As in other cases of women's killings, the Taliban forced Gulali's father to confess that the crime was the result of a personal vendetta. Witnesses say her father, who worked as a fruit vendor, has since suffered from severe psychological disorders.
During the preparation of this report, our agency conducted interviews with two female doctors working in different hospitals in Kabul and Sarpol, both of whom confirmed that female doctors are subjected to repeated pressure to force them into marriage with Taliban members working in the hospitals.
Testimonies Reveal Taliban Violations Against Women
Rana Wali, a doctor at one of Kabul's hospitals, said: "I myself witnessed a Taliban official supervising doctors' work forcing one of my young colleagues to marry him, to become his fourth wife."

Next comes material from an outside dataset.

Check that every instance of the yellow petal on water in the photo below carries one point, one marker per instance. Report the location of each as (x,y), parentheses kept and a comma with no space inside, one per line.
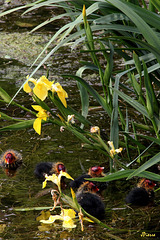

She added: "My colleague Sharifa Siddiqui was a lively and ambitious girl, but she suddenly became withdrawn and silent. When we asked her mother, who works as a cleaner at the same hospital, she told us in tears that a Taliban official had threatened to kill her son if the family did not agree to marry her daughter to him, so they were forced to accept."
She explained that Sharifa's mother lost her husband during the first Taliban rule and raised her two children with difficulty until they completed their education, but she was eventually forced to agree to this marriage to save her son's life. "It is said that this Taliban member has four other wives."
For her part, Dr. Zakiyah Rahmani, who previously worked at a hospital in Sarpol province, said she was forced to leave her job and flee the province due to Taliban threats. "Although I was engaged and was due to leave in a few days to London to join my fiancé, a Taliban leader sent a proposal for my hand. My family told him I was engaged, but he refused, saying my fiancé was not here and I should not wait for him."
She noted that "after repeated threats, I was forced to leave my work and home and take refuge in Kabul. Now I and my parents and my two younger brothers have decided to leave Afghanistan, because I fear he will find me even here."
In reality, women in Afghanistan suffer not only from deprivation of education and work but daily face the risk of arrest on charges of "bad hijab," public flogging, forced marriage, violence, and multiple other forms of repression. According to human rights activists, Afghan women today live under the weight of a system based on discrimination and structural violence, facing multiple intersecting forms of oppression.